For house applications, virtually any kind of efficiency gain that computerization gives us would offset the energy consumed in computation.
The problem is not the presence of computing, it's that fossil energy does not pay for its externalities.
Which isn't to say that computation-intensive ads aren't the worst thing ever.... And it does seem that some of the most hype-driven applications of digitization rely on exceedingly (and often intentionally) inefficient algorithms (blockchain and deep learning), but overall digitization can often be done with very little energy usage for the same benefit. I'm reminded of this cellphone that works on about 4 milliwatts. (although granted, it's using wireless electricity) https://www.wired.com/story/this-cell-phone-can-make-calls-e...
1) digitization (which includes tracking objects in the real world with IoT tech) increases efficiency, which results in moving fewer real objects around in the world, thus reducing total energy consumption. Think of Netflix vs manufacturing and shipping DVDs to stores then driving to the store to buy them.
2) data centers are far from the biggest carbon creators. Transportation and construction are, by far, #1
3) data centers can run off green energy. Combustion engine cars cannot.
4) data centers can be built in far away places that provide the most efficient and greenest energy
2)Sure, but data center consumption are added to transportation, construction...
3)Electric car can run on green energy too... does not change point 2)
4) You still try to compensate 2). And even data center running on green energy needs ressources and have effect.
The idea is not to not to get ride of digitization, but to keep in mind its consequences and don't see it as a magic thing that will solve all our problem and have no bad consequences
It'd be far more effective to have a Renewables revolution which pushes the scale of wind, solar, and batteries much higher.
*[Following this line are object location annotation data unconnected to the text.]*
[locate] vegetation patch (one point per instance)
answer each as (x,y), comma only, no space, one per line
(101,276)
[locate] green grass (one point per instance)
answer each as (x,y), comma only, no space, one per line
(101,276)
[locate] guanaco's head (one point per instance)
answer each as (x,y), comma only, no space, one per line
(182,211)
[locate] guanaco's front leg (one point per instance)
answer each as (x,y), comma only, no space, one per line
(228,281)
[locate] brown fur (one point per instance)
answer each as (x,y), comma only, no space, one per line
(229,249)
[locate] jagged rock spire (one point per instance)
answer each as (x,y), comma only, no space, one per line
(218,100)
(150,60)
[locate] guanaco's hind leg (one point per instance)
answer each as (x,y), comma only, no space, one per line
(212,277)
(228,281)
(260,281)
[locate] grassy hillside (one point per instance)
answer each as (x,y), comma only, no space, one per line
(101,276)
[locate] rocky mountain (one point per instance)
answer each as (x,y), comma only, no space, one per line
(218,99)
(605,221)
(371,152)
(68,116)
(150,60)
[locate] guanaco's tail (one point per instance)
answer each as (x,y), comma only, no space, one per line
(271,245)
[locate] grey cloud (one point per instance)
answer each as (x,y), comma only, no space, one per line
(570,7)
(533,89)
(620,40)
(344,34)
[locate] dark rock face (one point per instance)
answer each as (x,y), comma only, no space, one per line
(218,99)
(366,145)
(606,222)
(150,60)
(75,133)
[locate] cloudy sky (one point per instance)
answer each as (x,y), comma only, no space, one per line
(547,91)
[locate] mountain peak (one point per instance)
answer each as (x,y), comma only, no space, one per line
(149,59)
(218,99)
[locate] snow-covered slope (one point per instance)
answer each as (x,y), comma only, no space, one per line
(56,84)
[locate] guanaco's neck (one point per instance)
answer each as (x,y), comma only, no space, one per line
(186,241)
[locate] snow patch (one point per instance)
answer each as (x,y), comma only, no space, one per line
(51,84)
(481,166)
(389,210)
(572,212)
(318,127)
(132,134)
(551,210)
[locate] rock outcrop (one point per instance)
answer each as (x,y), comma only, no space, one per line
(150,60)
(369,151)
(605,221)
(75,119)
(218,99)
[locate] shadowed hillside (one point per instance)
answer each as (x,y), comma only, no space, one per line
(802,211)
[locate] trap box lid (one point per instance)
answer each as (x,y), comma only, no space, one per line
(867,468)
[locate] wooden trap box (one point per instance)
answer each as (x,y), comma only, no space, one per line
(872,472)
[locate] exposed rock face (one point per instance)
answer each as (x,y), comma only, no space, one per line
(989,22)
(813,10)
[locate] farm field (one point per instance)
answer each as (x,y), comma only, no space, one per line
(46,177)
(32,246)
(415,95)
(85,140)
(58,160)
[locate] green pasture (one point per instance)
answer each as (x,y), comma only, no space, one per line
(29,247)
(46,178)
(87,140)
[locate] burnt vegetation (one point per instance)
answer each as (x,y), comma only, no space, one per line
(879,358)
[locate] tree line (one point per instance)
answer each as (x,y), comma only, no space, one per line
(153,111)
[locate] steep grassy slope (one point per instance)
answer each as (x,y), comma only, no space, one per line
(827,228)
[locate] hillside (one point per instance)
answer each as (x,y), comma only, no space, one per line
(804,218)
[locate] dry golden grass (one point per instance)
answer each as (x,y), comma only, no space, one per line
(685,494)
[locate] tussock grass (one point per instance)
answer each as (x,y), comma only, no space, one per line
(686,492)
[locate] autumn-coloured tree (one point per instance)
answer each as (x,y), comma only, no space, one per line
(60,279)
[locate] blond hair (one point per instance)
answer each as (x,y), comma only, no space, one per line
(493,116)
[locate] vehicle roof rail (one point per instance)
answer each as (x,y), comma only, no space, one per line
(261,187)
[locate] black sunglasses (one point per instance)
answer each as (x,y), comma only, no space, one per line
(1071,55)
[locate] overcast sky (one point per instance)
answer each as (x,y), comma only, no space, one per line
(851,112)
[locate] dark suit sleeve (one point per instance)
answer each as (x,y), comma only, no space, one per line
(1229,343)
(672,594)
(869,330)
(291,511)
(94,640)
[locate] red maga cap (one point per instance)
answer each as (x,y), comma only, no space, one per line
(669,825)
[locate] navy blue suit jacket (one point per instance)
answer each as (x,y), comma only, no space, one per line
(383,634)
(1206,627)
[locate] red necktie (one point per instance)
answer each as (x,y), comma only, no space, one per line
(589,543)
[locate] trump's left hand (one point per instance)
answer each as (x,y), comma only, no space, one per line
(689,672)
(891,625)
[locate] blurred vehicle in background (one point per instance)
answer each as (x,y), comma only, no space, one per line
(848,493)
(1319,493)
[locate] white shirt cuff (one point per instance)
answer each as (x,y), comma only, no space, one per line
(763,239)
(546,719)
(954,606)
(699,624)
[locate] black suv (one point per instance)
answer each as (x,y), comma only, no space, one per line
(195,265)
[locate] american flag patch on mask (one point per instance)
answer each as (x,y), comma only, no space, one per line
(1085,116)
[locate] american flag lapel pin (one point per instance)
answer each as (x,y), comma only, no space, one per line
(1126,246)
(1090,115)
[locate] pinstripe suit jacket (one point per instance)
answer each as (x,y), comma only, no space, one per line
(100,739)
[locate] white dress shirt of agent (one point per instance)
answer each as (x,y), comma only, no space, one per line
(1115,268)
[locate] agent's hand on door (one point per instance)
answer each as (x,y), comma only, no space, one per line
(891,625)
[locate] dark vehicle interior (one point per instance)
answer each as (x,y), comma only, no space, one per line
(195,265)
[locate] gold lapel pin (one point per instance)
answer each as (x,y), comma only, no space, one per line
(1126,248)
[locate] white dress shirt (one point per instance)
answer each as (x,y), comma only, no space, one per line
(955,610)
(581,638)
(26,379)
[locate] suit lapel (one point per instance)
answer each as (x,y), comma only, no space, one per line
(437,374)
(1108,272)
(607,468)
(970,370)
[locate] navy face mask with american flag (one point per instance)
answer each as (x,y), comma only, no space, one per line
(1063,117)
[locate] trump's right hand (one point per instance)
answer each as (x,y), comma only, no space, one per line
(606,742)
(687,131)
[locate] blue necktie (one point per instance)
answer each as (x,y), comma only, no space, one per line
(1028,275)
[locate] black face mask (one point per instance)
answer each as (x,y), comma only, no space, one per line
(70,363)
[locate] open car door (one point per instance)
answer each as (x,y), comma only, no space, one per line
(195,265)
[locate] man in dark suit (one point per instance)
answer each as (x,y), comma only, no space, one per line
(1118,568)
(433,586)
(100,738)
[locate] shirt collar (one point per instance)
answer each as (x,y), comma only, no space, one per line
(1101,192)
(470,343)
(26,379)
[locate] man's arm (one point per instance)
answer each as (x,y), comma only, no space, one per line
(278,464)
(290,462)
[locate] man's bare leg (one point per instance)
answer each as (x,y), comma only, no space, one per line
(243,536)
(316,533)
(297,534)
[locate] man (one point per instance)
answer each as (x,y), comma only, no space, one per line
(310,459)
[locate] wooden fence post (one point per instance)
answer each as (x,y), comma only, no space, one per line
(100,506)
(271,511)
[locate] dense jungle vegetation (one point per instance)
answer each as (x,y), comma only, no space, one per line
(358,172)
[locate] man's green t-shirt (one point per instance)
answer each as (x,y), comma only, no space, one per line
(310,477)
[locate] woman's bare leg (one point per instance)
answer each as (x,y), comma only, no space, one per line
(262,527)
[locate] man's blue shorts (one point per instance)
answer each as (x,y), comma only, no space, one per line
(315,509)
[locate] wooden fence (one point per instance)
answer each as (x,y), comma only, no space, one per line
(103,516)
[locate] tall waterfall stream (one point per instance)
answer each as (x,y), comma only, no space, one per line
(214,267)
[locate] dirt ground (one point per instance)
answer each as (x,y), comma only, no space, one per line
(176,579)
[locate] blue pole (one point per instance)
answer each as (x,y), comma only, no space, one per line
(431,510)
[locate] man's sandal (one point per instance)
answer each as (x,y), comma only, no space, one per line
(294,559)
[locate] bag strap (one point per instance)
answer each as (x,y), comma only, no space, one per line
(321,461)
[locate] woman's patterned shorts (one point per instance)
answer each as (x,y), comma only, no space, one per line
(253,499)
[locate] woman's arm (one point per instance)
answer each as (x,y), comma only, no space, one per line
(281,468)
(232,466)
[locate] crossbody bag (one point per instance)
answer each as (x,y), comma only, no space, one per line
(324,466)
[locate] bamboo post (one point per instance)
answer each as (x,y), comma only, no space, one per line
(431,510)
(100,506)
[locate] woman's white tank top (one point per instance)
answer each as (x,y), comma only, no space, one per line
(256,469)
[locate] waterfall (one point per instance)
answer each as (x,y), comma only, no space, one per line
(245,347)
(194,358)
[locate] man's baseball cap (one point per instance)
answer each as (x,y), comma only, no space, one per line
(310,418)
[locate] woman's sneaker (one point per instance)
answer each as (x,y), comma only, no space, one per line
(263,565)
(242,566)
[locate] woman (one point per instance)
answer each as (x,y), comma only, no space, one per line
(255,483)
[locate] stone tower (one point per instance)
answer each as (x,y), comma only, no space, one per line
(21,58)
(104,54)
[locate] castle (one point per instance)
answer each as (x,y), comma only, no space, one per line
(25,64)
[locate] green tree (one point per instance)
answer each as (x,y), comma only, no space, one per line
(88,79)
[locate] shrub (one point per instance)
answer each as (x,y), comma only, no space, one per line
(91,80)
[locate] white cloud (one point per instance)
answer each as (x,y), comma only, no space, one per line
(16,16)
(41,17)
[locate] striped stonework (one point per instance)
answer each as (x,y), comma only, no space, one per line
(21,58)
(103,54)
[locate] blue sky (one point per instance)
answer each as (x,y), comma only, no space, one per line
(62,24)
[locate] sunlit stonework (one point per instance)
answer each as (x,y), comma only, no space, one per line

That would be far more cost-effective than a Luddite revolution which would ban computationally and data intensive practices in all the most valuable companies.
Electron arguments aside, computers need matter and a lot of that matter in them is rare, which requires things like strip mining and other non-Earth-friendly activities. If we manage to pull off a walking/talking/joke cracking AI, it and its little AI buds will likely demand every erg of power they can get. Sorta like my dog at dinner time.
Also, the amount of compute we are creating is accelerating at a non-linear rate, which is why there was a discussion about Bitcoin using so much energy at such and such a point in time in the future.
The speed of networking is not increasing at the same rate as compute.
Actually this is a completely inaccurate representation. The network to understand a human face can be transferred to a computer in milliseconds. The network to understand a human face gets baked into a human over many many months. Developing that network took a computer millions of images and several hours. Developing that network took biology many eons and billions of lifeforms.
EDIT: Following the general rquest of writing substantive comments, let's extend this.
The problem is that the authors see the cost of computers in other applications, but he doesn't see the benefits. For example using machine learning to detect face has a cost, but it can be applied to many things. From trivial applications like decorate your face in the phone to security applications like face recognition of justice fugitives, to more realistic faces in movies to deep fakes. You may like some of them and dislike other, but for some people the new technology provides benefits that hopefully are most than the cost.
For a journalist, probably the most important use of a computer is to write an article. Perhaps also to keep the small parts of info that must put in the article. Make some research by internet instead of traveling to a library. And modern cellphones are quite a powerful computer. You can perhaps replace the cellphone by a line phone, use a lot of cards for contacts and store information. But I think that the journalist will see immediately the benefits of using a computer to write the articles instead of a typewriter.